Sulfide stress corrosion cracking occurs in presence of Hydrogen Sulfide. Gas phase water needs to be there as well even in a trace amount.

Sulfide Stress Corrosion Cracking often happens in the Oil & Gas industry (sour environments) as there are natural gas and crude oil being present.

Changing any of the followings can reduce Sulfide Stress Corrosion Cracking:

  • pH level
  • Concentration of Hydrogen Sulfide
  • Temperature

Sulfide stress corrosion cracking is worst in the temperature range between 60-100°C.

Equipment including nuts and bolts in the H2S environments (i.e. Sour Service, Fuel Gas System) should consider the followings:

  • Using Super Duplex material
  • Using 3rd party verification of metallurgy and mechanical properties
  • PMI (Positive Material Identification) Testing upon arrival at the facilities

In addition, consider the following materials when selecting/designing equipment:

  • S41425: used in slightly sour oil and gas
  • S31254, N08904
  • S31654, S31266, S34565, N08926, N08367
  • N07718, N09925

and few others but each one is dependent upon temperatures and environments when designing.
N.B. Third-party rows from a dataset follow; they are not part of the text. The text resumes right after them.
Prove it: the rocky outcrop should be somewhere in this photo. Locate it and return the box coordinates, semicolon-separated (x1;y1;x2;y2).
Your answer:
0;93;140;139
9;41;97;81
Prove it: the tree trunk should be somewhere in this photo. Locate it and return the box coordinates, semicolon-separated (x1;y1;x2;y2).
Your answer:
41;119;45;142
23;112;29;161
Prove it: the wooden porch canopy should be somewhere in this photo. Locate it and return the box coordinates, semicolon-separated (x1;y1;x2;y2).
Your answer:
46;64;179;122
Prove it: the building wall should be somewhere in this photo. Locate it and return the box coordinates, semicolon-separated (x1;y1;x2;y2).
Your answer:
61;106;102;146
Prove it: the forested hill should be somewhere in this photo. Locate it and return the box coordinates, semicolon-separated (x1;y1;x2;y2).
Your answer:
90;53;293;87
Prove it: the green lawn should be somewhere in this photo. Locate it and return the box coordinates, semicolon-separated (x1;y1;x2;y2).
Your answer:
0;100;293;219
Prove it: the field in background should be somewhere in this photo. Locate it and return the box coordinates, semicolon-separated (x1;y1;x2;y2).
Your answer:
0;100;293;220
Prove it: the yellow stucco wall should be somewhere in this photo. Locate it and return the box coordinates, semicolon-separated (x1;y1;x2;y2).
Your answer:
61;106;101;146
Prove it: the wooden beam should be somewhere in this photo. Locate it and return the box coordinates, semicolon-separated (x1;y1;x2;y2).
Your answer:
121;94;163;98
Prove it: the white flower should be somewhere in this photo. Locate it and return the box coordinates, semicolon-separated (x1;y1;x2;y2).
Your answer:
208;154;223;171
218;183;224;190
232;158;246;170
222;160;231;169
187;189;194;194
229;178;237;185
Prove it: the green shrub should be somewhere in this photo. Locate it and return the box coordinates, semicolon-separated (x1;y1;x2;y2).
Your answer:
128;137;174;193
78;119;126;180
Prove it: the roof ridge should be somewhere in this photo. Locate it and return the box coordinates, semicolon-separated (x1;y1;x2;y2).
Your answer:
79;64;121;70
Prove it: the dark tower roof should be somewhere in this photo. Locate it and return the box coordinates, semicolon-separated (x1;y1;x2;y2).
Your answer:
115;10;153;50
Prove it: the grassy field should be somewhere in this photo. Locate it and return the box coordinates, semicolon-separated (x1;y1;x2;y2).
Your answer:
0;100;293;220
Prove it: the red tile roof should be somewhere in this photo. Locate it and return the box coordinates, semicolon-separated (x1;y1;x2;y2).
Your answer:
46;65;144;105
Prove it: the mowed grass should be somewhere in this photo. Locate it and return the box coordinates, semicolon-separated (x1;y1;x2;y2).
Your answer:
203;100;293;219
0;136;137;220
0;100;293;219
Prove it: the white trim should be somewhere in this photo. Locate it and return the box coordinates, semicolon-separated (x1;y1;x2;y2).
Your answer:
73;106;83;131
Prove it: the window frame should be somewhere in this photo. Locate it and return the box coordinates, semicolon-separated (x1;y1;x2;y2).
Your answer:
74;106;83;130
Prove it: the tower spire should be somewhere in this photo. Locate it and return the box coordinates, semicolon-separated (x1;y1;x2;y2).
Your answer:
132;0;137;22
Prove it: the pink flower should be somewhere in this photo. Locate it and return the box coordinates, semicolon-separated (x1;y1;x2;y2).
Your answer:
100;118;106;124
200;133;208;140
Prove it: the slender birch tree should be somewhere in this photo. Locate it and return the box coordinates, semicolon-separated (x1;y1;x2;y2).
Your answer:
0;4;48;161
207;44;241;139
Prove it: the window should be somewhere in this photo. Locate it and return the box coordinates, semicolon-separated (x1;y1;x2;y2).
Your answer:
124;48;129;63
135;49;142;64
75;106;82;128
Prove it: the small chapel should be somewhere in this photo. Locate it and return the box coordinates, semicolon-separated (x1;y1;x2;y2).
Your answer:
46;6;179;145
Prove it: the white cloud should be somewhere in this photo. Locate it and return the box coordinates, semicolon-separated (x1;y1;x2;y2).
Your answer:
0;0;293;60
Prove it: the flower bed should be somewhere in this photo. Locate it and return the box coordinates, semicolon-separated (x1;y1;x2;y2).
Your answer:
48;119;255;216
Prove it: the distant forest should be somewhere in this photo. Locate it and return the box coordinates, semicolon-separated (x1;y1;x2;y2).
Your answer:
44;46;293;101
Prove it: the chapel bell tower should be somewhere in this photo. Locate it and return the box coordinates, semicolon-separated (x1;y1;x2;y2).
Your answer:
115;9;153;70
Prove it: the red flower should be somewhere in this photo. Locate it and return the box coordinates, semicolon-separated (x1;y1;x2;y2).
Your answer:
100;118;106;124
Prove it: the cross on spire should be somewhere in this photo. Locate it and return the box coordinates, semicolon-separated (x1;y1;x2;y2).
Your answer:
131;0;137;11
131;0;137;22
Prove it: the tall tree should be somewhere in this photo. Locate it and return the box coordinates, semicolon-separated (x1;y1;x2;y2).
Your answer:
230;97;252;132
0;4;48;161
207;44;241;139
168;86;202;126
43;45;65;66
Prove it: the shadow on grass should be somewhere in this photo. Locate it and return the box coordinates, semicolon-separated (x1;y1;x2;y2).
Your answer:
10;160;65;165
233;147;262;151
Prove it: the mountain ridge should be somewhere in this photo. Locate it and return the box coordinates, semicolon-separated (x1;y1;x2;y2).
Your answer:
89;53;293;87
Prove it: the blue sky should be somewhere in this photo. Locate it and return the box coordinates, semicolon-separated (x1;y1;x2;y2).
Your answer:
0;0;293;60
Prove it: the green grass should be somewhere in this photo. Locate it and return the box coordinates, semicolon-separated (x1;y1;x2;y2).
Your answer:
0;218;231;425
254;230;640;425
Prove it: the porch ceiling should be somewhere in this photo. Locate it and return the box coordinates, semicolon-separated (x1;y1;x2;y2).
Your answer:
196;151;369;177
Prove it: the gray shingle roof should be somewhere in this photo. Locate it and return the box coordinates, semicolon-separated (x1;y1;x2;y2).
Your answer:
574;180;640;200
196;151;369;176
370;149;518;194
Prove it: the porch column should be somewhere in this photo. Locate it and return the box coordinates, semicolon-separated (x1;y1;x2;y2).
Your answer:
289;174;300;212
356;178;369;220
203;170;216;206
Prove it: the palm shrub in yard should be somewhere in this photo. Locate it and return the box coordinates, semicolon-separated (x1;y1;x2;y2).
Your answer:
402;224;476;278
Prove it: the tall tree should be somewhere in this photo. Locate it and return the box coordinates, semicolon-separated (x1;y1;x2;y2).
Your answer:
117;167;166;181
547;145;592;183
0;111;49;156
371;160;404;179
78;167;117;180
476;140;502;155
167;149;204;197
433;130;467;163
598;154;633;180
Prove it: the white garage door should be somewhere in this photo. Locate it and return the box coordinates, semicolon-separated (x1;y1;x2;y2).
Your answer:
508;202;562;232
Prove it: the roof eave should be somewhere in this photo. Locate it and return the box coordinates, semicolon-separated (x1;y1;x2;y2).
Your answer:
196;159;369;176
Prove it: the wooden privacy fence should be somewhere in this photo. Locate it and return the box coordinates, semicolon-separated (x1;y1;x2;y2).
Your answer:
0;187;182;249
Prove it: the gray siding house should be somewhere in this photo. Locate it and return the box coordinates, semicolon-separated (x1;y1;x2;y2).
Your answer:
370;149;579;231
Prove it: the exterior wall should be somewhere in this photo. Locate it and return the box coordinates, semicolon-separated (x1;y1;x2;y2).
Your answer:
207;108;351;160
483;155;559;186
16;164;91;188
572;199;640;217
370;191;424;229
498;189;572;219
Refer to NACE MR0175/ISO 15156 for more information.

Type Examples Advantages Disadvantages
Ferritic 410S, 430, 446 Low cost, moderate corrosion resistance & good formability Limited corrosion resistance, formabilty & elevated temperature strength compared to austenitics
Austenitic 304, 316 Widely available, good general corrosion resistance, good cryogenic toughness. Excellent formability & weldability Work hardening can limit formability & machinability. Limited resistance to stress corrosion cracking
Duplex 1.4462 Good stress corrosion cracking resistance, good mechanical strength in annealed condition Application temperature range more restricted than austenitics
Martensitic 420, 431 Hardenable by heat treatment Corrosion resistance compared to austenitics & formability compared to ferritics limited. Weldability is limited.
Precipitation Hardening 17/4PH Hardenable by heat treatment, but with better corrosion resistance than martensitics Limited availability, corrosion resistance, formability & weldability restricted compared to austenitics

If the above conditions are present, it will still take some period of time for the Sulfide Stress Corrosion Cracking to occur. This depends on the following factors:

  • Stress Level – higher the stress, lower the time to failure
  • Hardness of the steel – higher the hardness, lower the time to failure
  • Hydrogen Sulfide concentration – higher the concentration, lower the time to failure
  • pH of the fluid – lower the pH, lower the time to failure.
  • Temperature – at ambient conditions, lower the time to failure, above 150ºF the chances of failure decreases.

Hydrogen Induced Stress Cracking for Duplex Stainless Steel in subsea use

Duplex Stainless Steels (22Cr duplex and 25Cr super duplex) are susceptible to hydrogen induced stress cracking (HISC) under cathodic protection (CP). Industry subsea failures have resulted from HISC under load-control scenarios where local strain levels exceed a critical strain threshold. Load-control situations occur in the absence of restraints on continuous material straining, such as for thermal growth and free spans. Residual stress levels from fabrication and installation, coating system integrity, and defective material microstructures contribute to initiation of HISC.

In order to avoid CP-induced HISC in subsea use of 22Cr duplex and 25Cr super duplex, design conditions should include each of the following mitigators:

  • Avoidance of all possible load-control scenarios on duplex components
  • Use of finite element models that limit local strains to less than 0.50 percent
  • Control of peak loading to less than 80 percent of the nominal material yield strength

Further, coatings should be applied to all subsea duplex materials. The required coating system should be durable, of high dielectric properties, and capable of shielding critical areas of the duplex material from CP. The coating system should consist of a corrosion protection undercoat and a thick film insulation coating. The undercoat should be fusion bonded epoxy for flowlines or a three layer epoxy for fabricated components. The thick film insulation coating should be either syntactic polyurethane foam or other insulating material such as polypropylene.